Tómese por caso las canciones de Oswald von Wolkenstein (1377-1445), el estrafalario compositor tirolés. Fue poeta, diplomático, impenitente viajero. Uno escucha sus propuestas no como composiciones monódicas o polifónicas sino como escenarios. En ellos habla por supuesto de Dios y a través de él de sus representantes terrenos, los nobles y los poderosos pero luego comienza a hilar la vida en sí.

En su escasa biografía se rescata que viajó por la Europa de ese entonces cuyas incipientes fronteras parecían cosa de libros de caballerías, parafraseando la famosa frase. Oswald amó apasionadamente, escribió una poesía que influyó más o menos doscientos años entre sus iguales y algún tiempo estuvo en la cárcel. Todo ello se vuelve materia de primer orden para sus composiciones. Sus viajes al lado del emperador Segismundo le motivaron a hacer una pieza escrita en ocho idiomas, una excentricidad incluso para nuestra época. La solvencia económica de la que gozó, por otro lado, le permitió variar entre composiciones rigurosamente rítmicas, ajustadas a los patrones de su tiempo y las que dejó libres de rima, formas y reglas para su gozo personal o de un reducido grupo de amigos.

 Wolkenstein intentó retratar en algunas obras (Es seusst dort her von orient sobre todo) las emociones humanas a un punto tal que después de escucharlas cabría pensar en que logró no un retrato sino una traducción musical. Solo es posible ello con el espíritu. Pero despojado de las cercanías, la de la materialidad, la de la corporalidad, la del terruño y la habitación, su obra comenzó a perfilar la vida que envuelve y da lustre y forma a las emociones. Oswald sin embargo fue más lejos y la vida que retrata es una muy sutil construcción cosmopolita: la belleza del afuera solo puede ser expandida. Si el espíritu es un microcosmos, el cuerpo solo puede amoldarse al mundo entero. Una inimaginable travesía continental de hace ochocientos años se lo permitió: se sabe que estuvo en España, en lo que hoy conocemos como Georgia, en el norte de África y en tierras del sultán. El mundo, intercambiable al cuerpo, es enorme, pero también se puede abarcar.

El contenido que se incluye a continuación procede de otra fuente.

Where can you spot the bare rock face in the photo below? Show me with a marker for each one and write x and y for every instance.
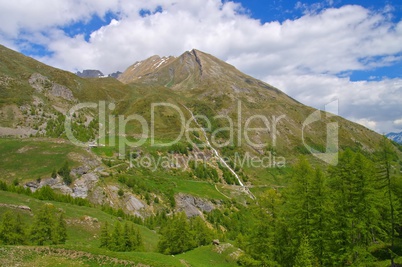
(84, 184)
(133, 204)
(54, 183)
(193, 206)
(61, 91)
(43, 85)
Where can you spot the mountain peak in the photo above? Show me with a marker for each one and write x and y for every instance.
(142, 68)
(397, 137)
(189, 70)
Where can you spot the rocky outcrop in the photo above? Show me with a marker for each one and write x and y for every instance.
(84, 184)
(21, 207)
(43, 85)
(193, 206)
(90, 74)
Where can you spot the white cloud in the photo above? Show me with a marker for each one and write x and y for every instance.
(398, 122)
(300, 56)
(368, 123)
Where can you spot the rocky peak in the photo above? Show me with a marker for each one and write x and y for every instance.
(90, 74)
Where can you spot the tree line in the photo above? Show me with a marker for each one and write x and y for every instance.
(348, 216)
(48, 228)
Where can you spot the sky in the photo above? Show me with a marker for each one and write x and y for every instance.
(315, 51)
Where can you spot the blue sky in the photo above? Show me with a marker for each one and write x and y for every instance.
(315, 51)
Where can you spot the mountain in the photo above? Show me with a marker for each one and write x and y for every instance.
(206, 84)
(397, 137)
(90, 74)
(190, 150)
(115, 74)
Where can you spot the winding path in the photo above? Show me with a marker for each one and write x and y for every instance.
(216, 153)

No quisiera acabar esta frustrada definición de la música renacentista-medieval sin una breve impostura. La Capella de la Torre grabó un disco llamado Soundscape: Leonardo da Vinci en 2018. Un “paisaje sonoro” literalmente inspirado en el maestro. De sus piezas, que no tienen desperdicio, La gamba podría ser la más exacta banda sonora del genio, porque nos regala una imagen, un símbolo. El gran Leonardo da Vinci redivivo, saltando burlonamente los pasos de la danza cuyo autor se ha perdido con el tiempo, y precisamente, burlando las fronteras del tiempo para venir lento y majestuoso en todo el despliegue sonoro al lugar que sea.

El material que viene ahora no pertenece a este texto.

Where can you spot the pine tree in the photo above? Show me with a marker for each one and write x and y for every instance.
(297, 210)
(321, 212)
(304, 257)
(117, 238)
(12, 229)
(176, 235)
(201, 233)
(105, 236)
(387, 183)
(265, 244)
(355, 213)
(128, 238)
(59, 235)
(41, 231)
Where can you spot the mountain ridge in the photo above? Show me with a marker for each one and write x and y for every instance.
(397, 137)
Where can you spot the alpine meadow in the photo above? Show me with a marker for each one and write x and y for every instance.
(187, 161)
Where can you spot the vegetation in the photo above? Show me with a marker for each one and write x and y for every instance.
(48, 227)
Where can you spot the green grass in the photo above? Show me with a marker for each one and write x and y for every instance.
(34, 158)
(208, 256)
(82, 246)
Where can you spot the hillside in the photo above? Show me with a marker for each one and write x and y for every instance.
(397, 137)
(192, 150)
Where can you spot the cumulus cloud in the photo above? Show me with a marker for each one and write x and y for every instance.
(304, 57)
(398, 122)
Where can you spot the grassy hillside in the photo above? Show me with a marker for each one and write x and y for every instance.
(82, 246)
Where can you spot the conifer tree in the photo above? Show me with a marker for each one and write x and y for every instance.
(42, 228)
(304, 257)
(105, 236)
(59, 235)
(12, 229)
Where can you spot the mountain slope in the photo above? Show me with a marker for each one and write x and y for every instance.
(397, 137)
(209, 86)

Desde donde hoy escribo no puedo dejar de pensar en que esta tersura y espiritualidad que según dije al inicio es la definición provisional de esta música, sin problemas podría amoldarse al lugar donde vivo. Música en día domingo de fiesta.

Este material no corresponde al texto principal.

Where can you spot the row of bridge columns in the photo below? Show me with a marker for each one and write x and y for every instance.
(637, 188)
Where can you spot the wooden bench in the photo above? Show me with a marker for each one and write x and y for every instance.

Después de los oficios plañideros y repetitivos que a más de uno hicieron cabecear o francamente dormirse, los parroquianos salimos al atrio. Aquí no hay gaitas ni laúdes sino humildes chirimías y danzas típicas. Mientras la multitud se va juntando para ver a los danzantes, envueltos en la sombra del papel picado y los olores de la comida que se guisa lentamente en las casas, no sería descabellado ver a un tipo más extraño que extravagante, con gorro y luenga barba entrar a codazo limpio entre el círculo de los bailarines.

Sus manos manchadas de tinta y algún dedo estropeado por su trabajo mecánico se aferrarían a la cintura de una de mis paisanas. En lugar de la jarra de vino le pasarían una cerveza fría o puede que un jarro de pulque, eso no lo puedo asegurar.

Inolvidable el día en que se viera a Leonardo da Vinci pegar de brincos en una danza de atrio. Oír La gamba en un pueblo en lugar de las cortes renacentistas después de todo lo dicho no sería descabellado. En todo caso, en ambos lugares se busca infatigablemente el arte del buen vivir.